In between the woozy bits, Steve Cram did a refreshingly straightforward job of anchoring the show - yet another in a long line of sportspersons to make the switch to presenting look easy. He was joined by a TV star of the future, the distinctly telegenic triple-jumper Jonathan Edwards. How come he wasn't training? "It's one of my philosophies not to flog myself too hard," he explained. No doubt his agent takes care of all that.

Cram and Edwards did a good job: it was the professional broadcasters who let the side down. The first offender was Joanna Kaye, who appeared with Edwards next to the sprint track wearing a Barbie-doll hairdo and a virulently striped top, like a refugee from a Beach Boys movie.

What's more, she seems to think like a refugee from a Beach Boys movie. "OK," she grinned. "This is the start of the 60 metres men's - big boys!" Edwards - nice chap that he is - forebore from pointing out that sprinters are actually pretty slim compared to, say, shot putters. Instead he answered Kaye's lame query about how the runners must be feeling: nervous, apparently. "OK," JK trilled. "Words of wisdom there - back to you, boys!"

This time, the "boys" were Cram and Nick Fellows, who was about to demonstrate that although a 60m sprint takes next to no time, that is still long enough for a commentator to dig himself into an awfully deep hole. "Keep your eyes on lane four," Fellows counselled, "that's the hot favourite, Bruny Surin." Nothing wrong there: as a double world indoor champion, Surin certainly had some useful form. But on Sunday it deserted him, just as luck deserted Fellows.

"Away they go," Fellows exclaimed as the starter's pistol barked. "And it's a good start for lane four, who starts powering for home already. Very close. And also lane two is quick -" at that moment the winner crossed the line. Unfortunately it was not lane two. Nor was it, in fact, lane four, Surin, who had, if the truth be told, made a complete pig's ear of his start and trailed in last.

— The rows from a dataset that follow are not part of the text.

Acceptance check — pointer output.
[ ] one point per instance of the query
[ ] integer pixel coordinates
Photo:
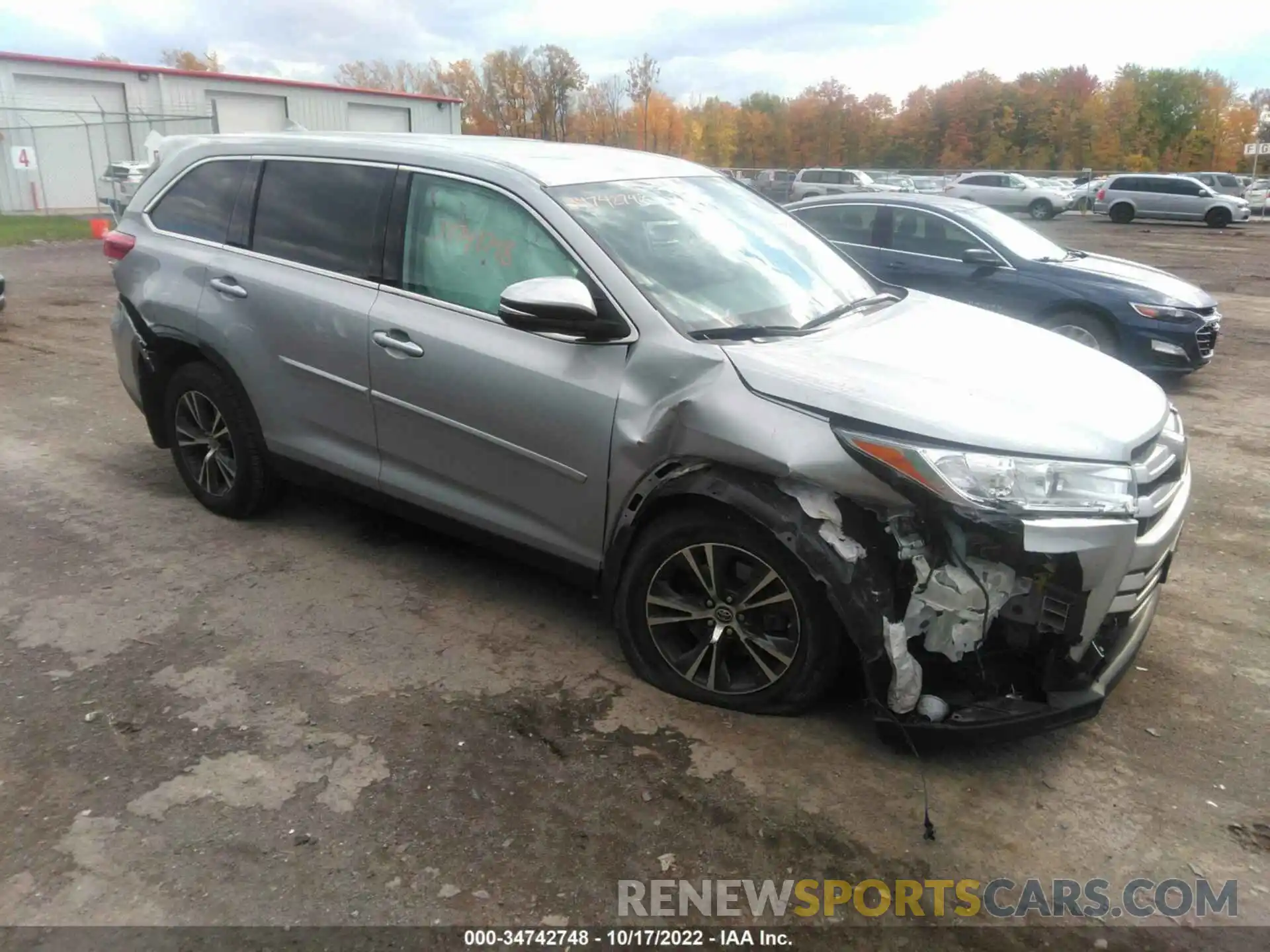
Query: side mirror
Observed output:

As the runners accepted flasks of health drinks from ladies in leotards, Fellows caught up with reality. "Lane three, Davidson Ezinwa, seemed to be the quicker," he noted. A minute or so later, he acknowledged "the first upset of the evening, the double world champion Bruny Surin not really in the chase at all". Nick Fellows, not really on the case at all.

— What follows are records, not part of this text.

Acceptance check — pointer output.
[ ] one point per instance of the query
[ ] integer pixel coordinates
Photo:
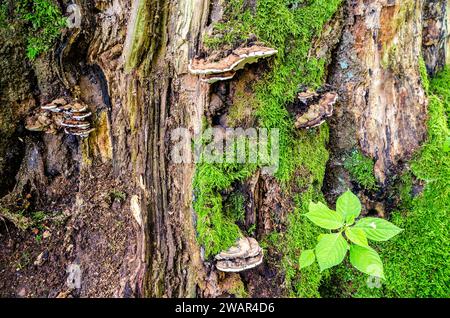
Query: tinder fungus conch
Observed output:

The moral here is that, no matter how convincing the argument for a particular athlete's pre-eminence, it it is not wise for commentators to decide what is going to happen in a race before it actually starts. To be fair to Fellows, he quickly realised this. His commentary for the second heat, from the moment the gun sounded to the moment the winning athlete crossed the line, went as follows: "[Bang] Very fast start - they're all very close - it looks to be..." That's it, Nick: don't commit yourself.

We mustn't be too mean. It's good to see the sport back on television, and it's good that Channel 4 is looking for ways to attract a new audience, even if the ways are way out. And there are bound to be teething troubles - in this case, mostly involving JK's grin. OK?

The spoof documentary series Brass Eye, also on Channel 4, has been causing high dudgeon among politicians and celebrities, who have been duped into making passionate statements about totally bogus and usually ludicrous subjects. This is, of course, quite scurrilous but when the conjunction of celebrity and subject is right it is also very funny.

Last week's finest item purported to be a Home Office video for young offenders. And who better to set an example than that upright citizen Geoffrey Boycott? His subject was how to get out of bed. "Don't get half out," he warned. "Get all the way out!" Thank goodness England's batsmen were unable to hear him.

Kevin Keegan made a gentle return to the public eye, commentating alongside Brian Moore for ITV at Wednesday's Coca-Cola Cup semi-final. He recalled wistfully his days as a ball boy at Scunthorpe United, and heaped praise on Bryan Robson's achievements at Middlesbrough. Robson could be forgiven the odd envious glance at the commentary box. One day, Bryan.